In the U.S., eight in 10 of the largest corporations block your ability to sue them in federal court. That means if a a company shares your personal information without your approval, or a business fraudulently charges you over and over, you can't take them to court.
Instead, major companies across the U.S. have put legal clauses in the fine print of their customer agreements that force consumers to use a private dispute resolution method called arbitration, or, in some cases, file a suit in small claims court.
Arbitration doesn't just affect you when you're buying things or using a service. The Economic Policy Institute found that 60 million American workers are barred from suing their employer, including when they are fighting against serious claims such as discrimination, civil rights violations and sexual harassment.
But that may soon change. The House of Representatives on Friday passed a bipartisan bill, the Forced Arbitration Injustice Repeal Act, that would end forced arbitration.
The FAIR Act — which faces a steep battle to be passed in the Senate and signed by President Donald Trump to become law — would eliminate companies' ability to use forced arbitration clauses in any employment, consumer and civil rights cases and allow Americans to fight their lawsuits in federal court. If consumers and employees did want to use arbitration, they still could, but it would be a voluntary process, as opposed to their only option.

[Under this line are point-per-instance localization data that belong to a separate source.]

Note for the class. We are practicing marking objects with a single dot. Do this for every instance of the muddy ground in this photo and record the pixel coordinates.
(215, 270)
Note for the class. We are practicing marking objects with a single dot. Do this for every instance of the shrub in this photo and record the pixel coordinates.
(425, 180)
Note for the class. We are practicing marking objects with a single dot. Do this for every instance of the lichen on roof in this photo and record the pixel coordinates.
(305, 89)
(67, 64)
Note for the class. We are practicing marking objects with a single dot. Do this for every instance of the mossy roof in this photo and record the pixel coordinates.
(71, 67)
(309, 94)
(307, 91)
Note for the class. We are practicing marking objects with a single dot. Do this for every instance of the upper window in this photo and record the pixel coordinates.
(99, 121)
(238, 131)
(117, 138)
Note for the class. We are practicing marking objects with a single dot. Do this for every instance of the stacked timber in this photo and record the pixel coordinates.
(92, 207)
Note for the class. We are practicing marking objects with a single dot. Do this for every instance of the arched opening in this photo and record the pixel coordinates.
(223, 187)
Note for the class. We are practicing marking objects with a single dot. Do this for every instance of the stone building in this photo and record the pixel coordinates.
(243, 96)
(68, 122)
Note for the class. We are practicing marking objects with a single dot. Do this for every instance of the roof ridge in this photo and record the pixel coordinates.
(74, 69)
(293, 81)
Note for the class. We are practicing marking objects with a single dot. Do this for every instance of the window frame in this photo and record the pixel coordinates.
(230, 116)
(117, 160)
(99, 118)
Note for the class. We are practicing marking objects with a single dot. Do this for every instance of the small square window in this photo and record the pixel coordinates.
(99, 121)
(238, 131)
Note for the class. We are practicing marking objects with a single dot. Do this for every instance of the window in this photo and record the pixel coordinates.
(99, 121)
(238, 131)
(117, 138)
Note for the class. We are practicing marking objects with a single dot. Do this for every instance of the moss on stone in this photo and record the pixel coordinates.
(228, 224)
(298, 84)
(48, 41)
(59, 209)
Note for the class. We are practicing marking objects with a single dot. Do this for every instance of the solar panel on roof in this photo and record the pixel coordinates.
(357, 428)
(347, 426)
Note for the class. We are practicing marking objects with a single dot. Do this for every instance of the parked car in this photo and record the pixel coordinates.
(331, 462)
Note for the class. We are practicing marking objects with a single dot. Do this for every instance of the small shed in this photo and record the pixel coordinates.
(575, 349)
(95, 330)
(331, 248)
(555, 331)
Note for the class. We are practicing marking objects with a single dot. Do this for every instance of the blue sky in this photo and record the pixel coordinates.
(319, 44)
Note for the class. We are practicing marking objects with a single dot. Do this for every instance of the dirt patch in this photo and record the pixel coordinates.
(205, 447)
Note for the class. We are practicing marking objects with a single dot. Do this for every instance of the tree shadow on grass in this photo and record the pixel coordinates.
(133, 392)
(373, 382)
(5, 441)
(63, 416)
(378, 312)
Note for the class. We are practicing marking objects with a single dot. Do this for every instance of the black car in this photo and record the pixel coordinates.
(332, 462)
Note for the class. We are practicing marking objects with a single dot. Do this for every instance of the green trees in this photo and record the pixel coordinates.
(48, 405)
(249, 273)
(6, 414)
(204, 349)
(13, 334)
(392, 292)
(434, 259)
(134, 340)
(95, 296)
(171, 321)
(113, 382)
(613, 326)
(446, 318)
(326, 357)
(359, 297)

"Forced arbitration doesn't give consumers or workers the full protection of the law," Rep. Pramila Jayapal, D-Wash., who serves on the House Judiciary Committee, said earlier this month. "It is a perpetually rigged deck against the most vulnerable party in the dispute," she said, adding that "we are all at a disadvantage in this system every single day."
Proponents of the FAIR Act say lawsuits are about more than just getting reimbursed for past harms. They can shine a public light on bigger issues. In fact, consumer advocates believe that Wells Fargo's employee practice of opening unauthorized bank accounts for millions of customers would have been exposed (and potentially ended) much earlier if the company had not enforced mandatory arbitration.
Yet companies typically contend that they use arbitration because it saves everyone involved time and money. For example, J.P. Morgan Chase rolled out new rules to almost all of its credit card customers, saying that "when an arbitration process is designed appropriately, there are fewer barriers to bringing a claim in arbitration than bringing a claim in court, and it can be more convenient for claimants to obtain a hearing and to achieve a resolution of their claims."